The Mw7.6 Kashmir 8 October 2005 earthquake occurred in a region where
a great plate-boundary earthquake has long been considered overdue.
Although the earthquake resulted in widespread devastation, it is
doubful that it has released more than one tenth of the cumulative
elastic energy that has developed since the previous great earthquake
in the region in 1555 or earlier. This overview places the earthquake
in a historical and structural context.
The figures below, published in May 2001 and in May 2005 respectively,
illustrate the slip potential developed along the arc (left: red=certain,
pink=possible) and the possible size and locations of earthquakes
in these regions based on recent findings (right). The area of each
yellow region is proportional to estimates of potential elastic
energy to be released (Bilham and Wallace, 2005). The Kashmir earthquake
overlapped the extreme left-hand rectangle. Click for larger image
with the Kashmir earthquake superimposed.
Historical Earthquakes in the Himalaya Also see
Stacey Martin's ASC page. previous catastrophic earthquake in Kashmir
occurred in 1555 but we have insufficient data to assign it a magnitude.
Five decades earlier a moderate Mw≈7.3 earthquake damaged
Kabul, and a great 600-km-long 8.2<Mw<8.6 rupture in the central
Himalaya destroyed monasteries in Tibet and buildings in Agra. Moderate
earthquakes similar to the 2005 Kashmir event occurred in 1885 (Mw=7.5),
1905 (Mw7.8 Kangra), in 1842 (Mw7.5 Kunnar), and in 1974 (Mw=7.4
Using internet responses and reports in newspapers,
a map of the decay in shaking intensities as a function of distance
from the epicenter has been developed by Stacey Martin at the ASC.
The preliminary version of this map shown here illustrates the long
reach of the earthquake ranging from Intensity 12 near the epicenter
(red=total destruction), to barely felt (violet), beyond distances
of hundreds of km.

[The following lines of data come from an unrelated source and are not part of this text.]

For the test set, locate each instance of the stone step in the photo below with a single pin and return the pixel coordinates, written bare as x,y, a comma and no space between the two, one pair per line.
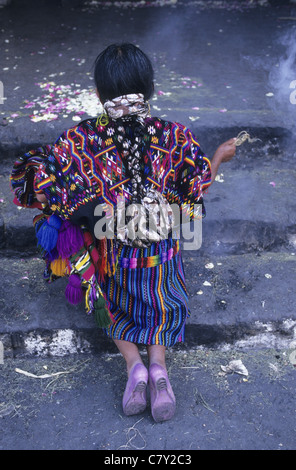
235,301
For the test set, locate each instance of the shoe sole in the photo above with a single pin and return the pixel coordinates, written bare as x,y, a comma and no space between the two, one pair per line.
137,402
164,406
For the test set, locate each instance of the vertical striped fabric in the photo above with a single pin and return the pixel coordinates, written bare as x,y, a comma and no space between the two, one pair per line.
149,305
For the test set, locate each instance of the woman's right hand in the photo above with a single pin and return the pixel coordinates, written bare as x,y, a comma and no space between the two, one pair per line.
226,151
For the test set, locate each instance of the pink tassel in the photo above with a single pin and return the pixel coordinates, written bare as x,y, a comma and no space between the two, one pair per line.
74,292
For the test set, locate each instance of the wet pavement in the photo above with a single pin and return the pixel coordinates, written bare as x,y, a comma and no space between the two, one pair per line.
220,68
80,409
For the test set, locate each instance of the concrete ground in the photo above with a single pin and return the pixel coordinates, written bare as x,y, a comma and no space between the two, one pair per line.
221,67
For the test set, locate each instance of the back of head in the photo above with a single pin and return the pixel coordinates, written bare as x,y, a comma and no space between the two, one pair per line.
122,69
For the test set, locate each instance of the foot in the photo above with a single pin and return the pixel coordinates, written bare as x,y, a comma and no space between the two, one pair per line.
134,398
163,402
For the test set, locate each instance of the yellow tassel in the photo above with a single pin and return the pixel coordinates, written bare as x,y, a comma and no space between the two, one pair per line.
59,267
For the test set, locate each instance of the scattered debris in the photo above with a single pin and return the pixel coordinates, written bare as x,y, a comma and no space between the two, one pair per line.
43,376
242,137
209,266
132,433
235,366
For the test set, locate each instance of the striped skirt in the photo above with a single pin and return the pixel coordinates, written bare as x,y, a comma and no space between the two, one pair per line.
147,295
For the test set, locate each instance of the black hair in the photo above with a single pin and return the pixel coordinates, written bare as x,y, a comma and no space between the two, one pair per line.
122,69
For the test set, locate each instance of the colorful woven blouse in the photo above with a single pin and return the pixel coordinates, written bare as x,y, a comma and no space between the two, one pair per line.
85,168
136,294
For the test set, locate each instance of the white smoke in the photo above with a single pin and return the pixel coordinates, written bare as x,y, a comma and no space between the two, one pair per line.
282,81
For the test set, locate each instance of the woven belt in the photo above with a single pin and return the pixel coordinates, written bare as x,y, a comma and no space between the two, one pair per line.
149,261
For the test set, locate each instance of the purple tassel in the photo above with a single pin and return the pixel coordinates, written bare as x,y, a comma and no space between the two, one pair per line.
74,292
70,239
47,234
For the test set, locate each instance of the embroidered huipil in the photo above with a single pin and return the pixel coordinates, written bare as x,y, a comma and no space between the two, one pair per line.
147,293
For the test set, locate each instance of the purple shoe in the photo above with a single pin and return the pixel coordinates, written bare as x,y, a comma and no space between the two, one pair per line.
163,402
134,398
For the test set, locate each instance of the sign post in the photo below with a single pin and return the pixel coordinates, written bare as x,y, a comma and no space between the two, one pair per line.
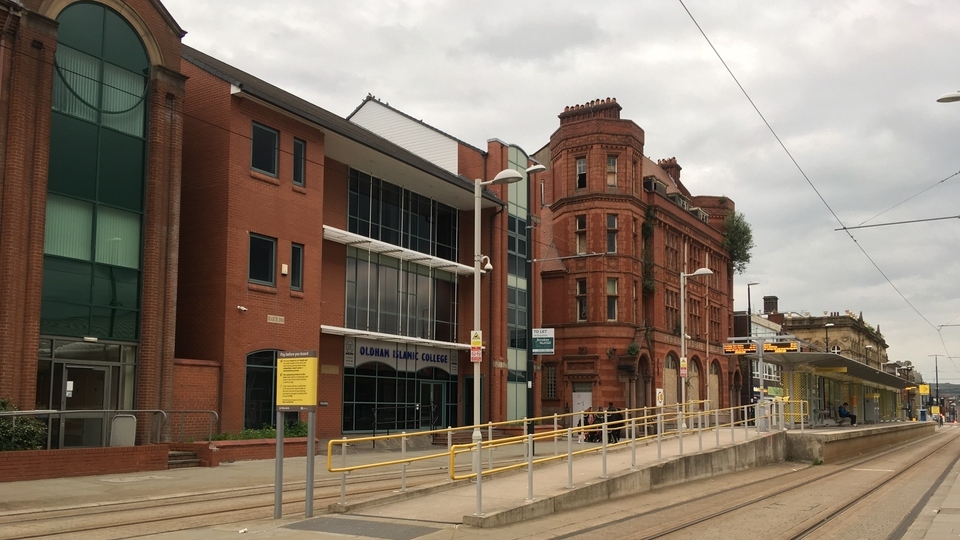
543,341
296,391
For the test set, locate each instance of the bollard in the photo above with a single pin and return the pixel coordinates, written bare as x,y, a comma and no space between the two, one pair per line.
530,468
403,466
477,470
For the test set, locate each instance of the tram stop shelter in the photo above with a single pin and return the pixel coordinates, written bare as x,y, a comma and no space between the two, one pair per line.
827,380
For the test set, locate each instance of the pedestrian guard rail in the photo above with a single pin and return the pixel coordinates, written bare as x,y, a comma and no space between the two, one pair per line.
641,426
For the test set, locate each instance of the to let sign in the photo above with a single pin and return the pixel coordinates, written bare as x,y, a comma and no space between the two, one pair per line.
543,340
297,381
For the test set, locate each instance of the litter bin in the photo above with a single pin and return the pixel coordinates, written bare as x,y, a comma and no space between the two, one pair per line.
123,430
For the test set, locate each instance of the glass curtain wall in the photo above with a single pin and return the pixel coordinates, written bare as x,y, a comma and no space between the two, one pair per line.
518,238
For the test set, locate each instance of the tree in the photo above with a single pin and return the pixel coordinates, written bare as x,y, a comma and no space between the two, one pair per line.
738,240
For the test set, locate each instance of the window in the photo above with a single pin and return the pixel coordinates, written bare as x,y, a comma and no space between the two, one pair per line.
581,173
550,381
611,299
671,251
581,232
672,312
299,162
611,171
296,267
611,233
263,256
265,149
581,299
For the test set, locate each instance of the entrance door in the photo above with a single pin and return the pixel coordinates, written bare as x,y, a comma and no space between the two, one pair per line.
433,405
581,400
84,389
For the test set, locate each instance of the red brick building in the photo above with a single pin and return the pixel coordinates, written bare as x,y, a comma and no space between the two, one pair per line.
91,111
616,231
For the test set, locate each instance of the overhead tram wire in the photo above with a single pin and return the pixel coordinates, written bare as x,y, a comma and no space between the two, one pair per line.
802,172
910,198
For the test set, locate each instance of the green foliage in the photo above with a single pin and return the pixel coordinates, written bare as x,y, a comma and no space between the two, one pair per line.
738,240
266,432
24,434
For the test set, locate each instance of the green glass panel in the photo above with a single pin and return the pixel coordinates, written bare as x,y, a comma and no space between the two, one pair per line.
66,280
73,157
63,319
113,323
81,27
122,45
116,287
121,170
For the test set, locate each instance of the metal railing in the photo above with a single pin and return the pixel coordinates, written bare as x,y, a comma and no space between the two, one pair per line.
646,425
48,416
212,419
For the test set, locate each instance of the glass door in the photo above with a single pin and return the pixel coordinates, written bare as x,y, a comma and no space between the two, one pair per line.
433,406
84,388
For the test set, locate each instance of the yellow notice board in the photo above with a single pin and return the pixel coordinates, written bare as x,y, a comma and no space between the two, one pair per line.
297,380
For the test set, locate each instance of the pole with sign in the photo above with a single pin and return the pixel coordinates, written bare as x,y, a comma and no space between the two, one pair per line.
296,391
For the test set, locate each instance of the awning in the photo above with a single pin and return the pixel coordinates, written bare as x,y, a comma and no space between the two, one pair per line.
829,361
393,338
376,246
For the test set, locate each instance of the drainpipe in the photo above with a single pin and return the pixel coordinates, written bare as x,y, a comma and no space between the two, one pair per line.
11,5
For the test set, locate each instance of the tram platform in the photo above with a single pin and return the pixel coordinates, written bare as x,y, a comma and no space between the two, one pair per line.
506,498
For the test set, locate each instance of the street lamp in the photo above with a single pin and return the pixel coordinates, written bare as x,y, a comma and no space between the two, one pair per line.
949,97
506,176
750,305
531,406
683,333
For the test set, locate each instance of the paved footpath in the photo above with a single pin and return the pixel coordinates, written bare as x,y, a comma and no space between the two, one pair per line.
431,515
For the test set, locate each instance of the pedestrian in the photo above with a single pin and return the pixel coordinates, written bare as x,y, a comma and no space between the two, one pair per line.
845,413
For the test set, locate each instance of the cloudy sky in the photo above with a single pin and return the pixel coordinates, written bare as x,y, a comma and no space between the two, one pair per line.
849,88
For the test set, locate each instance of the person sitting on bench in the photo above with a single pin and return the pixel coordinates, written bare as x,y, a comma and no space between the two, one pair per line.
844,413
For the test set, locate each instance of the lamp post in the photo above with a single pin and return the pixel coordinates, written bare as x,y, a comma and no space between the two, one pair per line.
683,333
507,176
531,406
949,97
750,305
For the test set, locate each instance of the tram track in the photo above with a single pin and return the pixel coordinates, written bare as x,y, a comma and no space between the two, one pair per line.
141,517
795,501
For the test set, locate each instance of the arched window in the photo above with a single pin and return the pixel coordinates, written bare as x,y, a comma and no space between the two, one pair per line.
94,214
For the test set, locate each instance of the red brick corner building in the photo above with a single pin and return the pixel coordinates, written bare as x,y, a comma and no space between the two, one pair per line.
617,230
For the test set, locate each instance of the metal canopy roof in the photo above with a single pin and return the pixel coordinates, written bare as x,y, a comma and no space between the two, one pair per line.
854,369
376,246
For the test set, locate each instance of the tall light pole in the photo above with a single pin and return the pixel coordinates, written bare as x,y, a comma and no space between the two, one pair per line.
949,97
750,305
683,332
507,176
531,406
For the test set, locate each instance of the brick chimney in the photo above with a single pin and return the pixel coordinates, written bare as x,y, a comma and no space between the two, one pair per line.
671,167
598,108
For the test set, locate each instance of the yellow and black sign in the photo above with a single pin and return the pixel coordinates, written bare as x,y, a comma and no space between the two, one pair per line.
751,348
739,348
782,346
297,381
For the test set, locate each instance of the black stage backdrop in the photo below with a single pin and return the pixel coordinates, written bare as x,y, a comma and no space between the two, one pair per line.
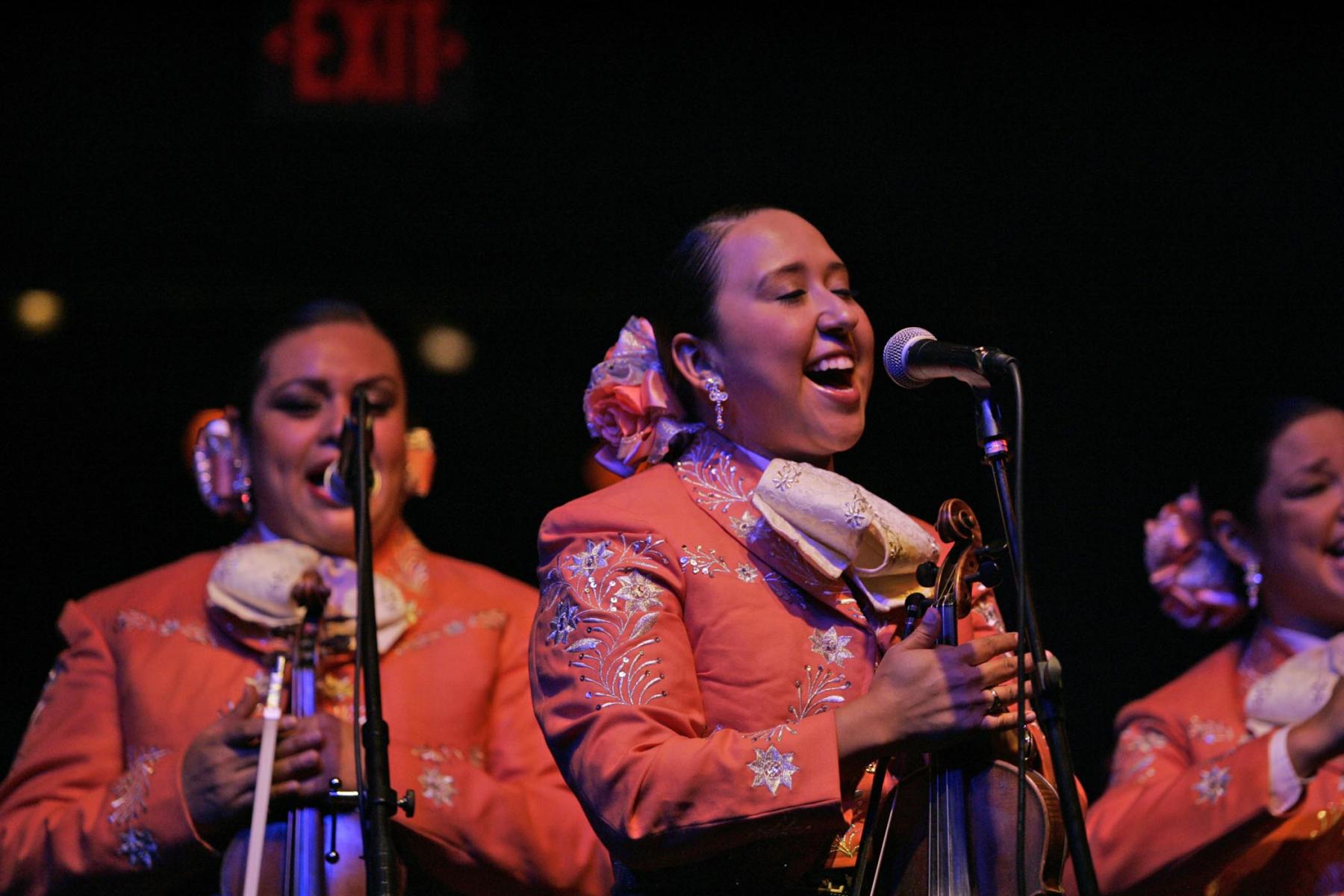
1144,210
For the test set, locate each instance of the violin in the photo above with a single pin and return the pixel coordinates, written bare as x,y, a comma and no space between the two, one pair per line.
295,860
951,827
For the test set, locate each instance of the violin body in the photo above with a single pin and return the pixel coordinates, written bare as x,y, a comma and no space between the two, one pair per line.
991,839
344,877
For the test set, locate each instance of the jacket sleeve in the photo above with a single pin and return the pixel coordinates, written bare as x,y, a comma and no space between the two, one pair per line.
75,809
504,821
615,684
1206,812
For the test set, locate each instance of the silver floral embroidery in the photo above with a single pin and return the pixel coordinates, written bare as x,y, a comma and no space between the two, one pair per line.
137,621
858,512
745,524
139,848
831,644
1211,785
564,620
638,593
773,768
823,689
615,641
588,561
1136,754
702,561
786,476
712,477
437,788
131,791
1209,731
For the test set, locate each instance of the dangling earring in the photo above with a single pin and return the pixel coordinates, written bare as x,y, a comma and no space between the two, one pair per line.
1251,576
714,386
221,467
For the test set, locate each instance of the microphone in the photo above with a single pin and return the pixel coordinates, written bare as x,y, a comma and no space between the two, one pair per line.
340,473
915,358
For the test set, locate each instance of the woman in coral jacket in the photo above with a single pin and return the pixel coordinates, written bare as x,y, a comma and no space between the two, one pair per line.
715,657
1236,765
140,762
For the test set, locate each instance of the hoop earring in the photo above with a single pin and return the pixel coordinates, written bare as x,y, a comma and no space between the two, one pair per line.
1251,578
714,386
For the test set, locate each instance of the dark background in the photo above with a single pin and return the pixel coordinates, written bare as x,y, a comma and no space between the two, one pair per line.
1144,208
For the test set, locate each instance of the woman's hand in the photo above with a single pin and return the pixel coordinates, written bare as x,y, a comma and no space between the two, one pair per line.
220,768
1315,742
927,697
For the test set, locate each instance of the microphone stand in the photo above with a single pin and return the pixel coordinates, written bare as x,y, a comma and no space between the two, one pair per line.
378,802
1048,687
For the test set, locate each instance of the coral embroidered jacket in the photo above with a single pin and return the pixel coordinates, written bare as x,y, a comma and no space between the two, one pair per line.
94,798
685,662
1189,805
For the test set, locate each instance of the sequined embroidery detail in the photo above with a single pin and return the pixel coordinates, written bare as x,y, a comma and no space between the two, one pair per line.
1209,731
858,512
745,524
137,621
1211,785
131,791
638,591
714,479
831,644
492,618
437,788
588,561
1135,755
615,640
788,476
773,768
139,848
564,621
702,561
823,688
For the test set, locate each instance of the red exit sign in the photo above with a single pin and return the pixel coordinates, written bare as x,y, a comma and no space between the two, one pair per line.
385,54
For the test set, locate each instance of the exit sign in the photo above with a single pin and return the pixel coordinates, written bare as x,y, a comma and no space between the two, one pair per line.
366,58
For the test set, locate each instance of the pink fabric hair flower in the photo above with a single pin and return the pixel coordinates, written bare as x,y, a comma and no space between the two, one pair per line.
1198,585
629,403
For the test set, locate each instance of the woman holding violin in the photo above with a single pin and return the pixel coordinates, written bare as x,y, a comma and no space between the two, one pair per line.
1230,780
140,763
715,659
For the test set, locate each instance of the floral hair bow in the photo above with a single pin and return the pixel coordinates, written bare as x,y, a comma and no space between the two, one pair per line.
1196,582
629,403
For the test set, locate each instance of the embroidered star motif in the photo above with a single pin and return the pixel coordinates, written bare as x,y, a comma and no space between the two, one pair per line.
586,561
744,524
831,644
773,768
1213,785
564,621
139,848
437,788
638,593
856,512
786,476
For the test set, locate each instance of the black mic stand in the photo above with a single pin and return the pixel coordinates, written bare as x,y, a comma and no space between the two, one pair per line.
1048,688
378,801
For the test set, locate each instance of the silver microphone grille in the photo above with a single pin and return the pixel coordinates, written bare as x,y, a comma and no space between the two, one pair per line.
894,356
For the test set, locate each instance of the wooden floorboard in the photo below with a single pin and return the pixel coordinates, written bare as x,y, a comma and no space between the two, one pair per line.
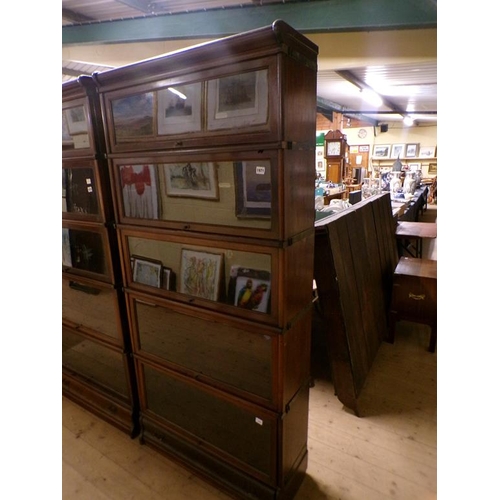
390,452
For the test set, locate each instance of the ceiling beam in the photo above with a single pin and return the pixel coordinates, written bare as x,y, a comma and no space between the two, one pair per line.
307,17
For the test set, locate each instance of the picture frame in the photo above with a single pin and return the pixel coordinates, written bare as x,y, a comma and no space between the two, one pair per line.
133,116
179,109
427,152
139,191
250,289
411,150
192,180
167,279
398,151
381,151
76,120
432,170
201,273
253,189
147,271
238,100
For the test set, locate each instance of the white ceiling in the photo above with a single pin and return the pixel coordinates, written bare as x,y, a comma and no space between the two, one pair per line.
407,86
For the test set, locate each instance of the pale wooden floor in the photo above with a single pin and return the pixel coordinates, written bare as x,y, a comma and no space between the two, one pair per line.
388,453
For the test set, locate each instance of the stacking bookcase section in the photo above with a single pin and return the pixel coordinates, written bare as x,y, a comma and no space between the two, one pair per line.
211,155
98,371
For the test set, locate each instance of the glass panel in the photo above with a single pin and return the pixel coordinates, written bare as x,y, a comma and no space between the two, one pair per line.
94,308
224,193
75,134
83,250
232,429
235,277
79,191
93,361
133,116
217,350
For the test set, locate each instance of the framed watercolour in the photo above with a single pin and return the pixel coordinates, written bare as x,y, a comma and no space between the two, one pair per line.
252,289
147,271
411,150
179,109
201,273
381,151
427,152
398,151
239,100
76,120
192,180
133,116
253,189
139,191
168,279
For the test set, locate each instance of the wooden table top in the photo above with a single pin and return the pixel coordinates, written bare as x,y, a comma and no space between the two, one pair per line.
416,229
423,268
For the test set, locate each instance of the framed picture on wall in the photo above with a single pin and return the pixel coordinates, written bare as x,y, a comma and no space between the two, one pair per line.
381,151
201,273
192,180
411,150
398,151
179,109
239,100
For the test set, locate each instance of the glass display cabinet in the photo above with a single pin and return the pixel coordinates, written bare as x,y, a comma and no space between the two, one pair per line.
97,368
211,154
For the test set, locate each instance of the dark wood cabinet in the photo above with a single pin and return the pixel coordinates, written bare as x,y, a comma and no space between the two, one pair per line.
97,368
211,154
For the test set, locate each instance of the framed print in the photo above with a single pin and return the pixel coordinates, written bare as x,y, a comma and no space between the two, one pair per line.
66,248
179,109
411,150
201,273
139,191
252,289
133,116
192,180
239,100
427,152
381,151
147,271
253,189
168,279
76,120
398,151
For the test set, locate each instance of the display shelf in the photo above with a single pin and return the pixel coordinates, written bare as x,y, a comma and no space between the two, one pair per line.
211,153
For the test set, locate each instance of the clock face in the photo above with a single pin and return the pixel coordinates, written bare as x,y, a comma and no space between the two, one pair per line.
333,148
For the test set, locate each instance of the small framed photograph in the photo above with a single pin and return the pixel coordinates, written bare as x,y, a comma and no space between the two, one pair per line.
192,180
147,271
179,109
201,273
398,151
239,100
139,191
133,116
381,151
76,120
427,152
250,289
411,150
168,279
253,189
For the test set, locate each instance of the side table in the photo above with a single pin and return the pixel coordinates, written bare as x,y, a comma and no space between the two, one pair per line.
414,295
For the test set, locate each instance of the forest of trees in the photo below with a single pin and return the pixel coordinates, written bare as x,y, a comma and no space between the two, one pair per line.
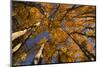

Click for original. Compare with Susan Hough's
intensity distribution for the 1905 Mw=7.8 earthquake.
How bad was it? If reports from
the Kashmir epicentral region are confirmed, the number of fatalities
exceeds 40,000 making it the most fatal earthquake ever to occur
in the Indian subcontinent. The number of fatalities in an
earthquake is linked to the vulnerability of local buildings, population
density, and shaking intensity. In 1935 a Richter magnitude M7.5
strike-slip earthquake near the city of Quetta, the only large settlement
in an otherwise sparsely populated region of Afghanistan, Pakistan
and Baluchistan, resulted in an estimated 35,000 dead. The M7.8
Kangra earthquake in 1905 caused 20,000 fatalities, and the Mw=7.6
Bhuj 2001 earthquake 18,500.
Deaths vs earthquake magnitude for earthquakes throughout
the world 1900-2004 compared to the Kashmir 2005 earthquake. Although
a simple relation between earthquake magnitude and the number of
resulting deaths can be discerned (gray shading), the fatal consequences
of large earthquakes depends more on their proximity to urban populations,
the vulnerability of dwellings, and the time of day, than on the
energy released. (fig. from Hough & Bilham,2005). The
Sumatra/Andaman/Nicobar earthquake resulted in epicentral building
collapse and damage, and huge loss of life along a thin but concentrated
population on a coastal strip throughout the Indian ocean and Andaman
Is this a foreshock to
a larger quake? Probably not, but we have so few well-documented
examples of Himalayan earthquakes that it is conceivable that another
earthquake could occur. The damaging Kashmir 1555 earthquake was
preceded in 1501 by a damaging earthquake of unknown magnitude also
in Kashmir. Also it is known that Himalayan earthquakes can trigger
others. For example in 1833, two major earthquakes preceded the
Mw=7.8 mainshock in Nepal by 5 hours and 15 minutes respectively,
alerting local residents and resulting in a very minor loss of life.
The 1909 Afghan earthquake consisted of two events 1 minute apart,
and the 1905 Kangra earthquake had a M7 earthquake embedded in its
coda some 7 minutes after the mainshock. We know of no great earthquake
triggered days to months after a major earthquake in the same region.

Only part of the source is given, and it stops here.